How Does Phishing Work?
Cybercriminals are highly intelligent and engage in sophisticated attacks. They might send an email that impersonates a known brand, an associate, or leverage social engineering tactics to create a heightened sense of urgency to lead employees to click on a link or download an asset.
The links traditionally lead to a malicious website that either steals credentials or installs malicious code on a user’s device. The downloads, usually PDFs, have malicious content stored in them that installs the malware once the user opens the document.
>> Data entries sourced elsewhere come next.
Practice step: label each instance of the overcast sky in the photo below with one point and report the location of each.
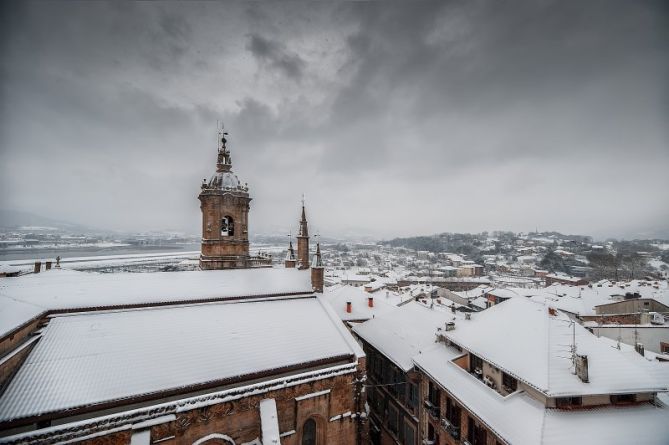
(393, 118)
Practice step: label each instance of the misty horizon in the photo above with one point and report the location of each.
(393, 119)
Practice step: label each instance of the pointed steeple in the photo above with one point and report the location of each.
(318, 271)
(224, 161)
(318, 261)
(290, 255)
(303, 241)
(304, 228)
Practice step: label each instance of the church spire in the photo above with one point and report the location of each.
(224, 161)
(318, 271)
(303, 241)
(318, 261)
(304, 229)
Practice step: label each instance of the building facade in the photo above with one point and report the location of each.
(225, 204)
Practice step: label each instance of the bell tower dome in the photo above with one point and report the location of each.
(224, 202)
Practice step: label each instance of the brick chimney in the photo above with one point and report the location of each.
(317, 271)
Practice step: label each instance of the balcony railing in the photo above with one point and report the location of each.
(432, 409)
(453, 430)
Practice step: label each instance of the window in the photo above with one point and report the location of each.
(476, 365)
(453, 413)
(476, 434)
(433, 394)
(621, 399)
(392, 419)
(412, 396)
(309, 432)
(568, 402)
(510, 384)
(227, 226)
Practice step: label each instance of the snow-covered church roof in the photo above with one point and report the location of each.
(25, 297)
(94, 358)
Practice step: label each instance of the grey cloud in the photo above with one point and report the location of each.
(275, 55)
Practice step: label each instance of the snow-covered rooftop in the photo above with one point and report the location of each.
(59, 289)
(521, 337)
(96, 357)
(404, 332)
(521, 420)
(339, 295)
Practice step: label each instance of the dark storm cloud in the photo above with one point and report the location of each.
(274, 55)
(466, 115)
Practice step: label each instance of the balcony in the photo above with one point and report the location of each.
(452, 430)
(432, 409)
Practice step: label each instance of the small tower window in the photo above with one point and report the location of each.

What to Look for in a Phishing Email
While security professionals understand the elements of a phishing email, every employee must know when not to open an email to keep the organization protected. Whether your business engages a specialized firm to deliver customized cybersecurity training for employees, or you develop those materials and classes in-house, the training should cover the following:
- Define phishing in all of its forms, including spear-phishing, which targets specific people, and whaling, which involves those in positions of power
- Explain what happens when a phishing attack succeeds and the financial costs that incur
- Provide examples of the types of subject lines cybercriminals use to increase email open rates
- Look for clues, such as grammar or spelling errors and attempts to instill a sense of urgency
- Emails with hyperlinks embedded within the text that link to sites bearing close resemblance to legitimate sites
Did the Training Work?
Finally, you’ll want to determine if the training experience was successful with your employees. In order to do this, you’ll want to present emails and ask employees to classify them as legitimate or suspicious. Ideally, this test should require employees to circle every issue they see on paper, or click on each issue. Either way, to make it more realistic, limit the employee’s review to five to seven seconds, which is typically the time individuals spend determining whether to open an email.
To make sure cybersecurity training for employees sticks, continue to share examples of phishing emails on the IT department’s intranet site, department newsletters, or on posters in break rooms. And since cybercriminals’ tactics are ever-evolving, require employees to participate in phishing awareness training at least on an annual basis.